We hope that you have a great experience living on campus, but we understand that there may be times where you and your roommate(s) don’t get along.
Roommate conflicts are a natural part of learning how to live with someone and sharing space. When conflicts happen, we first want the roommates to try and resolve the conflict on their own. If this is unable to happen, residents can get Residential Life staff involved to help mediate the disagreement.
The things that Residential Life considers when addressing conflict are outlined below. Part of this process can be done without the help of Residential Life. If you are having problems, try these steps first, or get in touch with your RA to help work through the conflict.

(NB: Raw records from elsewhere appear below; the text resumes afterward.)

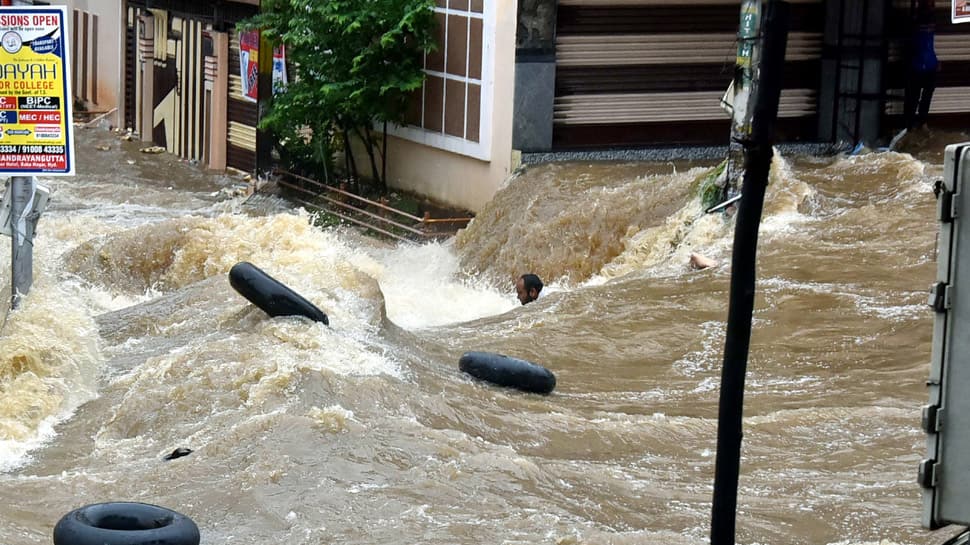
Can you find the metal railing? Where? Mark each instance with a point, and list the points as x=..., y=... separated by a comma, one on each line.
x=358, y=215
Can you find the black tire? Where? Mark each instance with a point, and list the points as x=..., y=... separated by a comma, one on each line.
x=506, y=371
x=125, y=523
x=271, y=295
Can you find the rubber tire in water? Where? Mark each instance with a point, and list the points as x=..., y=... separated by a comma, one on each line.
x=125, y=523
x=507, y=371
x=271, y=295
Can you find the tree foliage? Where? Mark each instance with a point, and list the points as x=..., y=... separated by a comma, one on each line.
x=357, y=62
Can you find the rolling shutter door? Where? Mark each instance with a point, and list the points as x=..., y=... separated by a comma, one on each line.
x=951, y=99
x=652, y=72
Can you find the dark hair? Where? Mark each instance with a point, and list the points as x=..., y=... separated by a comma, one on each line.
x=530, y=281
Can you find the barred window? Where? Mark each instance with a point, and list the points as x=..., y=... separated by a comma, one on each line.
x=447, y=112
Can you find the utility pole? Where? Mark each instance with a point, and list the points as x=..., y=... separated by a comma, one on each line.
x=742, y=93
x=22, y=225
x=758, y=153
x=37, y=129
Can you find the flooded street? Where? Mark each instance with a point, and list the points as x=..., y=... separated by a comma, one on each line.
x=131, y=343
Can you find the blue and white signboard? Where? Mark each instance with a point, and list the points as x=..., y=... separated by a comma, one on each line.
x=36, y=124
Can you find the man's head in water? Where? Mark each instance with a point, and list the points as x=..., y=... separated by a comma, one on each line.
x=527, y=287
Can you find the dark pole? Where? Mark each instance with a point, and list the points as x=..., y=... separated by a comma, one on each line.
x=743, y=269
x=264, y=97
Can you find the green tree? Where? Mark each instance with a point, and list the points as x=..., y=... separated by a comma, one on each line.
x=358, y=63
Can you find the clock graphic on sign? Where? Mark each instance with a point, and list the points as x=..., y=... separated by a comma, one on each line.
x=11, y=42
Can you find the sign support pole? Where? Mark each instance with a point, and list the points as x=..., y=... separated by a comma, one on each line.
x=21, y=238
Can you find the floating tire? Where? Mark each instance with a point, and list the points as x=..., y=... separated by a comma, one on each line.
x=125, y=523
x=507, y=371
x=270, y=294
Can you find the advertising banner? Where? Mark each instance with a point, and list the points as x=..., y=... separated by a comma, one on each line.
x=961, y=11
x=36, y=127
x=249, y=65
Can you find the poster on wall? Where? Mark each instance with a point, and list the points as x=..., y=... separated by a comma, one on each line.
x=961, y=11
x=249, y=65
x=36, y=128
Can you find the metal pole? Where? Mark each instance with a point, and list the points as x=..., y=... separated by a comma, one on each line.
x=743, y=275
x=21, y=235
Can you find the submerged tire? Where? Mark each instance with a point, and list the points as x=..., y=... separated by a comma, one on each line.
x=125, y=523
x=507, y=371
x=270, y=294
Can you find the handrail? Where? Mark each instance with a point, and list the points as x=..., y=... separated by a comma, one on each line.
x=349, y=194
x=426, y=220
x=354, y=208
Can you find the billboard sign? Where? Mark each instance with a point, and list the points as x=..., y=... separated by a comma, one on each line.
x=961, y=11
x=36, y=125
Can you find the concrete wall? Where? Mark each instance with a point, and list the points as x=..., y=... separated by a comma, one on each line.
x=453, y=178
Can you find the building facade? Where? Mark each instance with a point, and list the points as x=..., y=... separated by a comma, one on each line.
x=523, y=76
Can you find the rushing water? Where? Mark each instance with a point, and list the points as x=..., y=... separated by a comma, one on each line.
x=131, y=343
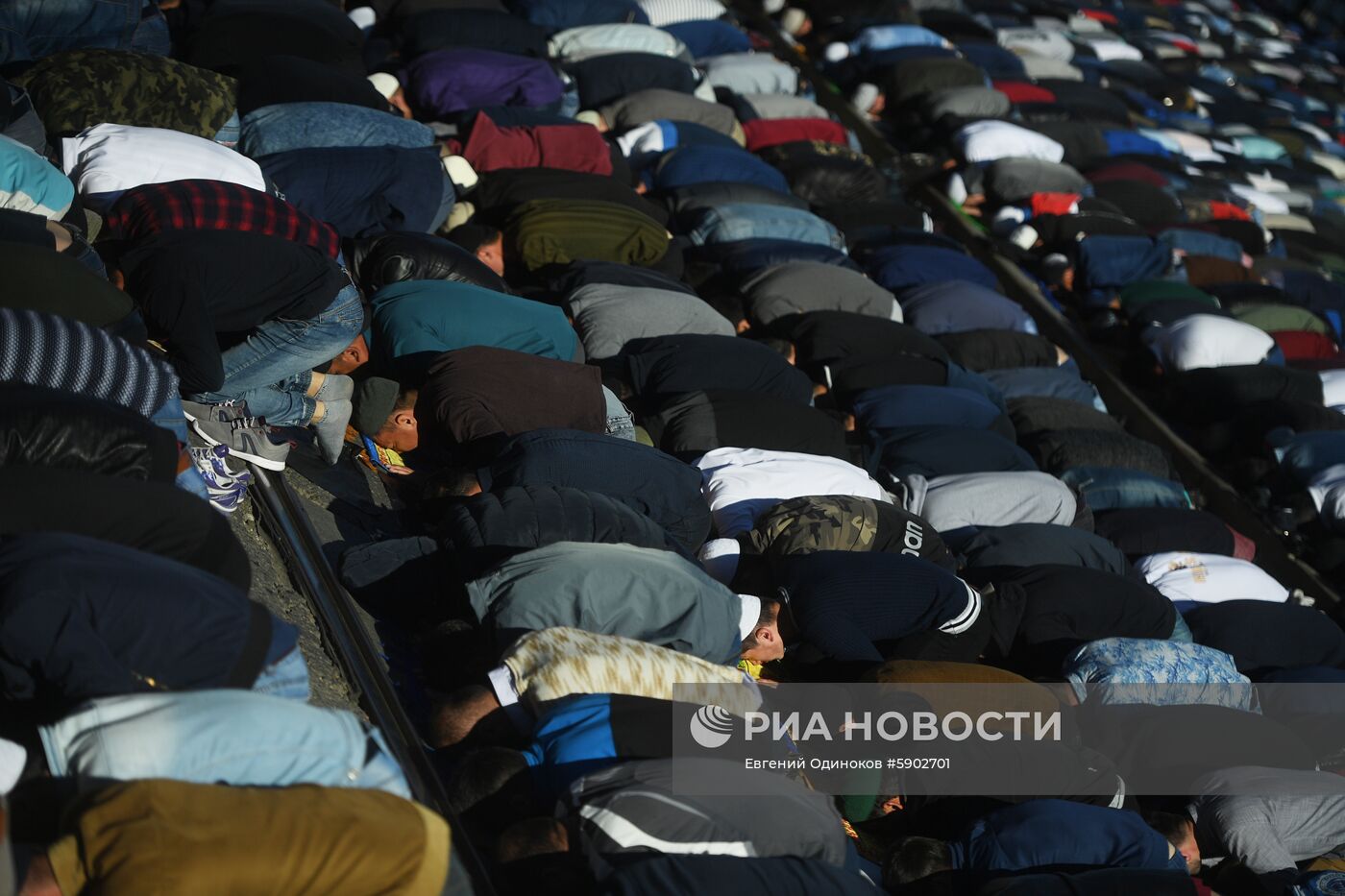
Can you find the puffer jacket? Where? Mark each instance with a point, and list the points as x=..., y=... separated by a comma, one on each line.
x=86, y=618
x=488, y=527
x=49, y=428
x=400, y=255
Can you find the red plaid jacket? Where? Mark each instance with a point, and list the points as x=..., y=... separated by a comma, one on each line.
x=214, y=205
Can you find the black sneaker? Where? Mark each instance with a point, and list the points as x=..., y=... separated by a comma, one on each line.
x=245, y=437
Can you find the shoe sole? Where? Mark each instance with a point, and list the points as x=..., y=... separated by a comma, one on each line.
x=261, y=462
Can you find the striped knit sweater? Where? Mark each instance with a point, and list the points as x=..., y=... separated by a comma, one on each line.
x=58, y=352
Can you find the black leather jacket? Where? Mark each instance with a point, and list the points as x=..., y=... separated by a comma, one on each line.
x=50, y=428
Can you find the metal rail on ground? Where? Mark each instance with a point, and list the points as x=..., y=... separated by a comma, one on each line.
x=1140, y=420
x=358, y=658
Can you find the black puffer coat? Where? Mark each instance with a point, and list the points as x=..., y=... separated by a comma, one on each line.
x=50, y=428
x=394, y=257
x=484, y=529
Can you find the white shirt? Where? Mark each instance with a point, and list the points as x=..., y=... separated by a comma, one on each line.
x=1333, y=388
x=742, y=483
x=665, y=12
x=720, y=559
x=1208, y=341
x=990, y=140
x=1208, y=579
x=110, y=159
x=616, y=36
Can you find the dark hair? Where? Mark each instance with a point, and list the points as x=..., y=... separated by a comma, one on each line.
x=491, y=788
x=914, y=859
x=453, y=718
x=729, y=305
x=473, y=235
x=775, y=343
x=450, y=482
x=531, y=837
x=1170, y=825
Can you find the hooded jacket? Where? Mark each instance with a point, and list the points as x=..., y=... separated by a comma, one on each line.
x=446, y=81
x=611, y=590
x=396, y=257
x=652, y=483
x=362, y=191
x=609, y=316
x=64, y=430
x=690, y=362
x=809, y=287
x=484, y=529
x=479, y=392
x=844, y=522
x=77, y=89
x=549, y=231
x=698, y=422
x=417, y=321
x=85, y=618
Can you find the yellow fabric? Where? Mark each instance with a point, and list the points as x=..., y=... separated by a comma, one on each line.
x=557, y=662
x=171, y=838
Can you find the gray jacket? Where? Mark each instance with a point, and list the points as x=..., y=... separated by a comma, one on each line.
x=608, y=316
x=703, y=806
x=806, y=285
x=1270, y=818
x=611, y=590
x=986, y=499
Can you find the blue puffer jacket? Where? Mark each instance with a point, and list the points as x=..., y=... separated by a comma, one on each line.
x=484, y=529
x=85, y=618
x=362, y=191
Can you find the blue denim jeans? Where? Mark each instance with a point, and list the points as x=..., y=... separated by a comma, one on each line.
x=446, y=204
x=1115, y=489
x=221, y=736
x=621, y=422
x=228, y=133
x=286, y=677
x=272, y=368
x=1181, y=631
x=736, y=221
x=37, y=29
x=300, y=125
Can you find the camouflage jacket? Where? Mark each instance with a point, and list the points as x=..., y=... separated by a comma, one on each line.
x=77, y=89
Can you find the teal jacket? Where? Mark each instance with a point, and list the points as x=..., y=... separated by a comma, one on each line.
x=417, y=321
x=611, y=590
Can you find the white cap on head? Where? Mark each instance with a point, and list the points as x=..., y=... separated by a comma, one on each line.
x=957, y=188
x=864, y=96
x=750, y=614
x=794, y=19
x=720, y=559
x=460, y=214
x=1006, y=220
x=589, y=116
x=385, y=84
x=12, y=761
x=460, y=173
x=1025, y=237
x=837, y=51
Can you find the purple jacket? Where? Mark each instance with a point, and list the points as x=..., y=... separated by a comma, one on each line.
x=447, y=81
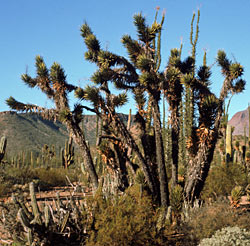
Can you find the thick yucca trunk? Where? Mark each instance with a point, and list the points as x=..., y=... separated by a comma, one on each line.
x=164, y=192
x=79, y=139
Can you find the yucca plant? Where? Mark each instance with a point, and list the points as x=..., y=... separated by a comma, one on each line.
x=236, y=194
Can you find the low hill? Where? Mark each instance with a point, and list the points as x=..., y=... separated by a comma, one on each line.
x=29, y=132
x=240, y=120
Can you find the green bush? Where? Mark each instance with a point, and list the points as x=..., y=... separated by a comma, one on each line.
x=205, y=221
x=229, y=236
x=222, y=179
x=126, y=220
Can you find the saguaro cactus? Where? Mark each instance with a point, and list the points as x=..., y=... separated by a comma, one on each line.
x=3, y=144
x=68, y=153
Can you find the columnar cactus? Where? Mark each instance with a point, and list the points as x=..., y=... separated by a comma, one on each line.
x=229, y=152
x=52, y=226
x=3, y=144
x=68, y=153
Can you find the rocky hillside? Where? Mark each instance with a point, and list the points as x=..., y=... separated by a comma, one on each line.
x=29, y=132
x=239, y=121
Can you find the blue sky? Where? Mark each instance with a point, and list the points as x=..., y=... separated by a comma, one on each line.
x=51, y=28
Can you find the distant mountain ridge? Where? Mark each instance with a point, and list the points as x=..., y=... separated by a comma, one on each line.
x=240, y=121
x=29, y=132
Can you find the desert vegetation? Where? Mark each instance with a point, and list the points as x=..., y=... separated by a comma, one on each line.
x=153, y=181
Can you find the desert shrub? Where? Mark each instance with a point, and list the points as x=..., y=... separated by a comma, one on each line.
x=229, y=236
x=222, y=179
x=125, y=220
x=128, y=219
x=205, y=221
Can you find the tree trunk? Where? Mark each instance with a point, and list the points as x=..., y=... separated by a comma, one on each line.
x=160, y=156
x=198, y=168
x=79, y=139
x=128, y=140
x=175, y=129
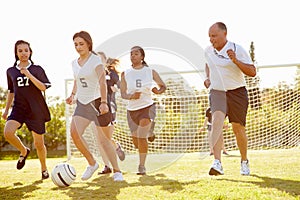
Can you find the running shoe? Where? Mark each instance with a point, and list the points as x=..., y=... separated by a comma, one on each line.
x=89, y=172
x=245, y=170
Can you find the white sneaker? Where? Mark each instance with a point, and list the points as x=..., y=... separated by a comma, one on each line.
x=245, y=170
x=89, y=172
x=120, y=152
x=216, y=168
x=141, y=170
x=118, y=176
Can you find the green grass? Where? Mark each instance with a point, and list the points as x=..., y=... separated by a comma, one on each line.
x=275, y=174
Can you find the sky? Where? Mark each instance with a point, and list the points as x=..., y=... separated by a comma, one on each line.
x=49, y=26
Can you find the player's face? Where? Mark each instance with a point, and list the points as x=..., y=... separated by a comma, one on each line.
x=81, y=46
x=136, y=57
x=217, y=37
x=23, y=52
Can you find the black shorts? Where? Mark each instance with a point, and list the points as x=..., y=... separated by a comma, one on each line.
x=134, y=117
x=237, y=105
x=36, y=125
x=91, y=112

- Refer to your Roommate and Community Agreements
- Setting clear expectations of how roommates communicate with each other, respect personal belongings and use physical space is critical to preventing roommate conflicts. To help foster setting these expectations, all roommates fill out a roommate agreement at the beginning of the year. Your RA reviewed this with you and Residential Life has it on file. Look back at this agreement. Is the cause of this conflict addressed in these agreements? Do you need to add something to this agreement? Do you need to refine the agreement now that you've been living with each other for a while?
- Talk to each other
- Communication is key in any conflict. Most conflicts result from not communicating enough or clearly with each other. This means that you should have an honest face-to-face conversation (not via electronic communication). If/when you talk to your RA or RD/RLC about this, one of the first questions that they will likely ask is whether or not you and your roommate have talked about this. If you have, we'll go from there. If you haven't, we will talk about how to prepare or be involved in that initial conversation.
- Talk to your RA
- RAs are a great resource if you are find yourself in this situation. They can help you talk through a plan for communicating so you feel prepared to have a conversation with your roommate(s). Or, your RA will sit down with everything involved to facilitate a conversation covering what the issues are, how to compromise and how to live well together moving forward.
- Talk to your RD/RLC
- If you and your roommate are still having issues after meeting with your RA, reach out to your RLC, RD or NC and ask for assistance in mediating the conflict. Recognize, however, that it may be a couple of days before you can schedule a meeting with this person.
- Change rooms (if necessary)
- Our goal is that through this process, we can work through the conflicts and learn to respect each other on a deeper level by accommodating for each member involved in the conflict. However, if through this process we still are not able to work through the conflicts, then your RD/RLC can help you find a different rooming situation that is (hopefully) better for everyone involved.
Who is your RD/RLC?
Your RD/RLC is the professional staff member that lives in your community and oversees its day-to-day functions. If you live in a cottage or apartment, this position is the assistant director of residential life and education.